MIT researchers show that particles in sneezes, coughs travel farther than expected

In their study, researchers used high-speed cameras to examine the distance that particles traveled during sneezes and coughs. They concluded that due to the multiphase nature of respiratory expirations, particles travel significantly farther than previously thought. PHOTO COURTESY OF LYDIA BOUROUIBA

In their study, researchers used high-speed cameras to examine the distance that particles traveled during sneezes and coughs. They concluded that due to the multiphase nature of respiratory expirations, particles travel significantly farther than previously thought. PHOTO COURTESY OF LYDIA BOUROUIBA

After a prolonged and chilling winter, there’s no better sight than that of flowers on that tree outside of your window starting to bloom. Yet for many, there’s a downside to this otherwise welcome vision: With that blooming comes inevitable allergy attacks from airborne pollen, and with those allergy attacks comes coughs and sneezes.

But even if you don’t have allergies, a team of researchers from the Massachusetts Institute of Technology has just uncovered a new reason to welcome spring with some caution. The molecules from coughs and sneezes of your allergy-ridden friends actually travel farther than previously thought.

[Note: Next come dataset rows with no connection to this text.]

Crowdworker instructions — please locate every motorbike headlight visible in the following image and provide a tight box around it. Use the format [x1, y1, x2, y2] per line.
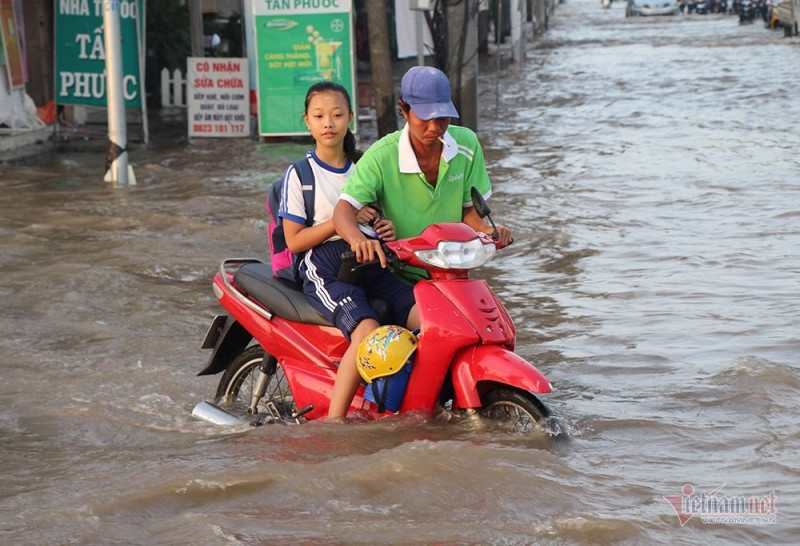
[414, 239, 496, 269]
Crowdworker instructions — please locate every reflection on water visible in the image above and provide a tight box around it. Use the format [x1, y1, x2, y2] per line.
[0, 0, 800, 544]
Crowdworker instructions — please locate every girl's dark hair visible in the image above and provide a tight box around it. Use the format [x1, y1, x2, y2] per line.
[305, 80, 363, 163]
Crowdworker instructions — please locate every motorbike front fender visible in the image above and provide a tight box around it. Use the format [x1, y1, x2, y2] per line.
[451, 345, 552, 408]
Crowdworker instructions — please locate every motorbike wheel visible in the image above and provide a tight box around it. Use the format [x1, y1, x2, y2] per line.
[215, 345, 297, 419]
[480, 387, 553, 432]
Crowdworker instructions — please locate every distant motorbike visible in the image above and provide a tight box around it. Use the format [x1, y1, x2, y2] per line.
[739, 0, 756, 23]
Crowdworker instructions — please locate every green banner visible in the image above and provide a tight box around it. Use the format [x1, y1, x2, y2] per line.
[253, 0, 356, 136]
[55, 0, 145, 109]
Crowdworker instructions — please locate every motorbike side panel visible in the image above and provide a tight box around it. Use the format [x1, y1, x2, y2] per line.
[214, 274, 349, 370]
[428, 279, 516, 349]
[452, 345, 552, 408]
[400, 281, 480, 412]
[197, 316, 253, 375]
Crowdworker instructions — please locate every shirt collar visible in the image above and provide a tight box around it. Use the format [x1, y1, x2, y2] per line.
[397, 123, 458, 173]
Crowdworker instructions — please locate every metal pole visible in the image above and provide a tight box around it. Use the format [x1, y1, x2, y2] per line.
[416, 10, 425, 66]
[103, 0, 136, 185]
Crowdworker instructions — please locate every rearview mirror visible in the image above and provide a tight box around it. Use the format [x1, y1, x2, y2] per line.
[470, 186, 492, 218]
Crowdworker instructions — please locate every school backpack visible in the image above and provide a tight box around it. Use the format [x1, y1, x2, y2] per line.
[267, 158, 314, 285]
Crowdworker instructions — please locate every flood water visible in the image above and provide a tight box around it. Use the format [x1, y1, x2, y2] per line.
[0, 0, 800, 544]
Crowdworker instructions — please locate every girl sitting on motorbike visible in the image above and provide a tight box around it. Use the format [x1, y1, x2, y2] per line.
[278, 81, 419, 420]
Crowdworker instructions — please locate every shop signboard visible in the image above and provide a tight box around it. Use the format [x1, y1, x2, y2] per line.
[55, 0, 145, 109]
[186, 57, 250, 137]
[253, 0, 356, 136]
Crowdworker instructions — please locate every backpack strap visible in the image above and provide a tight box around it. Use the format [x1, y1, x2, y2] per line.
[293, 157, 316, 227]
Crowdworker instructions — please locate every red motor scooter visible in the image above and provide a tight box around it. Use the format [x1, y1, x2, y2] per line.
[193, 192, 561, 434]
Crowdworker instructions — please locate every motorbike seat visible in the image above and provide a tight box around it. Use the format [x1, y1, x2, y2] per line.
[233, 262, 392, 327]
[233, 263, 333, 326]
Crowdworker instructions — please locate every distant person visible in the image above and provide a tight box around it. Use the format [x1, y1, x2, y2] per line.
[278, 81, 419, 420]
[333, 66, 511, 282]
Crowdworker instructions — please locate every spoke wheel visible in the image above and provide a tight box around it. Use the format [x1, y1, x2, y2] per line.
[480, 388, 552, 432]
[216, 345, 297, 419]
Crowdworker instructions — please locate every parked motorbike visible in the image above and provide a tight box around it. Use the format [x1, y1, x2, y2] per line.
[193, 191, 562, 435]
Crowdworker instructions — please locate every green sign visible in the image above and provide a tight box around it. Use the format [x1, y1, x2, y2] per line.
[55, 0, 145, 109]
[253, 0, 355, 136]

“This line of research is really the first step in trying to really use tools of physics and modeling to describe in a mechanistic way the process of contact and transmission in epidemics,” said Dr. Lydia Bourouiba, an engineering professor at MIT and an author of the study.

Why do epidemics of airborne illness happen and how do patterns of transmission take flight? The team answered these inquiries by using a blend of traditional observations and cutting-edge mathematics to determine the behaviors of coughs and sneezes. Their results were published in March in the Journal of Fluid Mechanics.

“The study goes back and forth between observations and experiments and theory,” Bourouiba said. “The first step was to visualize using high speed videography and image processing to dynamics of turbulent clouds and what was emitting during violent expiration.”

The researchers began their investigation using high-speed cameras capable of recording 1,000 to 4,000 frames per second. Violent expirations were recorded and analyzed. Researchers determined that the coughs and sneezes obey a model formally named “turbulent multiphase clouds.”

These clouds are multiphase because they contain three states of matter: gaseous moisture from the expiration of coughs and sneezes, liquid droplets suspended within and solid residue that remains trapped inside as well, Bourouiba said.

“The turbulent part is really the part that is being highlighted in the video with the overturning and mixing of the cloud,” she said. “It’s not a fluid flow. It’s a lot of mixing and that’s what the word ‘turbulent’ is describing.”

The researchers then built a theoretical model based on the videos to examine the cloud arrangement.

The density, momentum and volume were calculated for these artificial coughs and sneezes. From this, the researchers identified the differing trajectories and buoyancies of the large and small pathogen-carrying particles upon expiration.

Their calculations suggest that because the particles mix and the cloud takes on a multiphase existence, germs travel farther than previously expected. Although larger particles fall out of the cloud quicker, smaller ones can stay with the group longer.

“Small droplets can stay trapped in the cloud, so, in reality, they go much farther away in comparison to the large drops, which also was not very clear from the physical picture,” Bourouiba said.

Particles with diameters fewer than 50 micrometers can even stay within the clouds long enough for them to reach the typical heights of ceiling ventilation, which is a public health concern, according to the formal report of the study.

Bourouiba said the researchers would not have been able to observe this characteristic without the additional mathematical model.

“Once you build a model, you have a way of making detailed predictions of how the system might behave and to try to develop methods to control the system and guide its behavior,” said Samuel Isaacson, a Boston University mathematics professor.

Such is the defining nature of this study: The observational and mathematical perspectives combined to produce novel findings that can possibly contribute to future health awareness.

“The goal of that [the study] was to make sure that we can actually explain what we see using this model and validate the mathematical model and then go back and relate it to the dynamics in the real system of human coughs and sneezes,” Bourouiba said.

Due to this multifaceted approach, the procedures of the study almost present a lesson apart from the fact that sneezes and coughs travel far distances. According to BU professor Irving Bigio, science is broadening and research is following accordingly.

“The blending of the sciences and mathematics is something that’s been going on for the last several decades,” Bigio said. “Medicine is not just a discipline that sits by itself.”

Bourouiba said she hopes her team’s work allows for future researchers to combine observational research with mathematical modeling for public health.

“This study was the first step in trying to put mechanistic descriptions of these processes so that we can use them for mitigating strategy assessment and more large-scale mathematical modeling of epidemics” Bourouiba said.